How to upgrade an iSCSI Switch stack with minimal downtime

delldell-equallogicdell-powerconnectiscsi

We have several Dell 6248 swtich stacks (of 3 each) that form the backbone of our iSCSI Storage network. We need to perform firmware updates on the switch stacks, but are concerned about the downtime required.

By way of information our storage is exclusively Dell/Equallogic PS6000 series enclosures with 3 or 4 GigE uplinks per enclosure.

As you might already know, these switches can't be upgraded a member at a time, and the reboot required to upgrade the switches is on the order of two minutes (i.e. longer than the iSCSI initiator timeout for a volume).

Does anyone have any suggestions for how we might be able to accomplish a iSCSI SAN switch stack upgrade while minimizing downtime?

Thanks for any help or suggestions.

Joe

Best Answer

If your core iSCSI network has been setup correctly for Equallogic you should have two separate stacks, with normal ISLs connecting the two stacks, and all arrays and hosts should have at least one connection to each stack. If that is the case then the simplest and lowest impact approach will be to follow the standard Dell firmware update procedure for stacked PowerConnects with its 2+ minute per switch timescale. You shouldn't experience any actual downtime if the cabling has been done properly but performance will be significantly degraded so you should only do this when everything is quiet. I'd be double checking that all of the connections are OK first though because you will definitely be relying on many single links keeping things alive while the upgrade happens.

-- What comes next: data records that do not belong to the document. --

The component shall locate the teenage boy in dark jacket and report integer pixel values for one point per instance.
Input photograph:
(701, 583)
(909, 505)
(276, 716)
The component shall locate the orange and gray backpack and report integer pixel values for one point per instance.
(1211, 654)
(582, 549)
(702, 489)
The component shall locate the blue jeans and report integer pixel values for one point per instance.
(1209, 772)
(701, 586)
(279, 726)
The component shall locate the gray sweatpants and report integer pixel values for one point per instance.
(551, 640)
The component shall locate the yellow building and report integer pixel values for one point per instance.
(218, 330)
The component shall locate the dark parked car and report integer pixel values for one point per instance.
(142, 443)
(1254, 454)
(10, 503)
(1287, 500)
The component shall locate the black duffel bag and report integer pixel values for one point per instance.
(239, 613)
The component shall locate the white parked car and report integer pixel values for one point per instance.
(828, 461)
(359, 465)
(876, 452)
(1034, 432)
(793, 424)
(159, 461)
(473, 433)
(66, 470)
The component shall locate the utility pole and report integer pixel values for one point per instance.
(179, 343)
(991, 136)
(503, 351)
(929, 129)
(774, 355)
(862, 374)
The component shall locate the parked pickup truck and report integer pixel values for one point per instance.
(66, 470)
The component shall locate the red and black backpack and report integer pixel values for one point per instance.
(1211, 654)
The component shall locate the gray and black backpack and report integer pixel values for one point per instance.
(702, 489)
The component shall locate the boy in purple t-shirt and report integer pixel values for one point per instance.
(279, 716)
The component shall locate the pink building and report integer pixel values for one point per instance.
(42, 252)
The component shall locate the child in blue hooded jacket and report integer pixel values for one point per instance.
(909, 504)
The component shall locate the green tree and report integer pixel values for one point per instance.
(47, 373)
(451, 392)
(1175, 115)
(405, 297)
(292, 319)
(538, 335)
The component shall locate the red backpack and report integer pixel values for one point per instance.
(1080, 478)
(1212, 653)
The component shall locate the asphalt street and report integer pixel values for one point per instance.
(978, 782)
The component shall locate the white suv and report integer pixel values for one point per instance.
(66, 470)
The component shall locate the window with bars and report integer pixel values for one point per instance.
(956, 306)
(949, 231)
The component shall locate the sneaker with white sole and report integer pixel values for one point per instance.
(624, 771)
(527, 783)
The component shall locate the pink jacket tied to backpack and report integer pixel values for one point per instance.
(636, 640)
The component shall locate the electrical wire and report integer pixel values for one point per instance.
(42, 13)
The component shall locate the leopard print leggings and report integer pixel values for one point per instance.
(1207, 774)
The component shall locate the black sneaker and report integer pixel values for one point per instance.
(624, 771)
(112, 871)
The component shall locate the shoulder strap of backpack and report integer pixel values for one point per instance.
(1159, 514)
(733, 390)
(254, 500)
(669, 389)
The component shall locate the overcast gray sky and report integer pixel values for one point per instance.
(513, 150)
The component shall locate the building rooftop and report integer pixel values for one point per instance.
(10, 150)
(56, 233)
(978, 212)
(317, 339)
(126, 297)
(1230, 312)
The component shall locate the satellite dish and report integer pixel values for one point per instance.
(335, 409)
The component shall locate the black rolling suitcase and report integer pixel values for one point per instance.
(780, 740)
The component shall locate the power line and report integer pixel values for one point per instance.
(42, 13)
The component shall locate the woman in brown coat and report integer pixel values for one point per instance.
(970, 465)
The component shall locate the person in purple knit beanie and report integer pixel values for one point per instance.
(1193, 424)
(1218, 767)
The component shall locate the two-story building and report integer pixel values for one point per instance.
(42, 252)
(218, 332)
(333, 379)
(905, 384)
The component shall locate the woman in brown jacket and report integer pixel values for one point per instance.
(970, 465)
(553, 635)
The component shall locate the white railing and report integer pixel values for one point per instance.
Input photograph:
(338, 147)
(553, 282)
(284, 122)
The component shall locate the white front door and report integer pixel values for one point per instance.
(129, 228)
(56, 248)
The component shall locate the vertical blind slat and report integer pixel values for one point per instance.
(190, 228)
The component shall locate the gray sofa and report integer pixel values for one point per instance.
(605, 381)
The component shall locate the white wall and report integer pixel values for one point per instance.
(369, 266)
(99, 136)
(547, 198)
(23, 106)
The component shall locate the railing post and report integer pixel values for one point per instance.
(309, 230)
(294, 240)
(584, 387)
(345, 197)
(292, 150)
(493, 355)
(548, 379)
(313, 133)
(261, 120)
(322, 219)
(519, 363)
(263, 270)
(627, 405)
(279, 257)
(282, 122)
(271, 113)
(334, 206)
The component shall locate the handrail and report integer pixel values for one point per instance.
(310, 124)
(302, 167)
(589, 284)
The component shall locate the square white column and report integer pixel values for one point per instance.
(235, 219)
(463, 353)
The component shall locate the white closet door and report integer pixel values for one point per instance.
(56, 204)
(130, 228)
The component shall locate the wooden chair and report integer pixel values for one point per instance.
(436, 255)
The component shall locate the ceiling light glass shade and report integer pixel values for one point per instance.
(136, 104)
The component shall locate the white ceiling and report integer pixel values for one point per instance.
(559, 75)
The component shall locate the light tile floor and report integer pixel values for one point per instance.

Breaking out PowerConnect switches from the stack and upgrading them individually might be possible but you will have to go through a very intricate process to ensure that each switch upgrade happens in isolation and you have to be very careful reconnecting the upgraded switches because they can't be stacked until all units are at the same version. You will possibly have to recreate switch configs for most of the switches if you take this route. You will also have to ensure that all active switches have some reasonably high bandwidth connectivity to both stacks when you bring them online - that is an Equallogic requirement that seriously complicates this sort of exercise. If you end up in a scenario where one switch appears to be active as far as the arrays are concerned but is isolated from either stack then at best you will have some serious performance problems and at worst all volumes hosted from the arrays connected to that switch may go offline. I really wouldn't want to do it that way to be honest, far too many points at which it could go wrong.